16 February 2016

Ranch Sauce

>Wake up at 8 PM after my nappy-wappy
>Remembered I've been a really good boy today
>Go to check my Good Boy Point (GBP) whiteboard
>30 GBP
>Enough to go in the playroom AND get a tendie meal with ranch dipping sauce
>Wade through my piss bottles and shit jugs to get to my door
>Waddle over to mummy's room
>"Mummy! Mummy!
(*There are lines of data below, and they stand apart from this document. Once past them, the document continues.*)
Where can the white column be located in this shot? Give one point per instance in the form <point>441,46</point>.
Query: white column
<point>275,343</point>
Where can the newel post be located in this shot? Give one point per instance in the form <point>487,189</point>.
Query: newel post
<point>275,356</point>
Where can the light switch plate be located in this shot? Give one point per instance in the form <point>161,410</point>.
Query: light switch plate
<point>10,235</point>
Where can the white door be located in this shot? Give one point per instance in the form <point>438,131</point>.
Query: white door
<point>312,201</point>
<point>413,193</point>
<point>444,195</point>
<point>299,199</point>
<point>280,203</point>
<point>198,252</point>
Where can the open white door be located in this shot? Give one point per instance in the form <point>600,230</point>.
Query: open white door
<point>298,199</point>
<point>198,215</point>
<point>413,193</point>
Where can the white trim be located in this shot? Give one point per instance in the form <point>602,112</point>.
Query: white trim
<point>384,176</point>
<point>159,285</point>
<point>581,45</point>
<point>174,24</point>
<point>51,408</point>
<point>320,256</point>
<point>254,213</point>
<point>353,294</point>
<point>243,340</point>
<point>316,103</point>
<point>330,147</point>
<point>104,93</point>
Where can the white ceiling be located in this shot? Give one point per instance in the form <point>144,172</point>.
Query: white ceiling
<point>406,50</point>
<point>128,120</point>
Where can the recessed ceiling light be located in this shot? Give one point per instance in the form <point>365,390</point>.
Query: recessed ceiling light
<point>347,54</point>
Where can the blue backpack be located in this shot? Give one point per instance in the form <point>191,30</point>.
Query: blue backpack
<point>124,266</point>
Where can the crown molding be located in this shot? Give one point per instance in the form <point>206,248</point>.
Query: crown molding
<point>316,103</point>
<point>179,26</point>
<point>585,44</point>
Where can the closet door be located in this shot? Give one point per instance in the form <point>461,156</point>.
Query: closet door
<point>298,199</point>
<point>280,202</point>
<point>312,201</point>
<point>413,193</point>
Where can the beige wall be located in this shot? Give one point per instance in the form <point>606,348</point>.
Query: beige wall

I've been a good boy and I want to go to the pwaywoom!" 
>Mummy checks my chart and leads me to the playroom
>As she unlocks the playroom, she tells me that she'll get my tendies ready
>I quickly remind her, "Don't fowget the wanch!!"
>rush into the playroom and fall over headfirst onto the racecar mat. 
>begin playing with my blocks
>One hour later
>Door opens and she has my tendies, except...
>No ranch dip
>"BITCH! WHAT DID I TELL YOU ABOUT MY TENDIES. I NEED RANCH DIPPING SAUCE TO FULLY ENJOY MY TENDIES."
>"y-you never asks for ranch, sweetums..."
>"WHY DO YOU HATE YOUR NUMBER ONE BOY!?!?"
>"WHAT DID I DO TO DESERVE SUCH AN UNGRATEFUL MOM!?"
>"d-don't worry Anon, I'll go right back down to get your ranch..."
>Throw one of my blocks at her and it hits her straight in the eye
>That's gonna leave a bruise.
>"SERVES YOU RIGHT, NORMIE BITCH! NOW GO BACK DOWN AND MAKE ME SOME MORE TENDIES!"
>Lean in close to her ear
>Shout "AND DON'T FORGET THE RANCH."
>She leaves crying
>Notice I made some wawa in my nappy.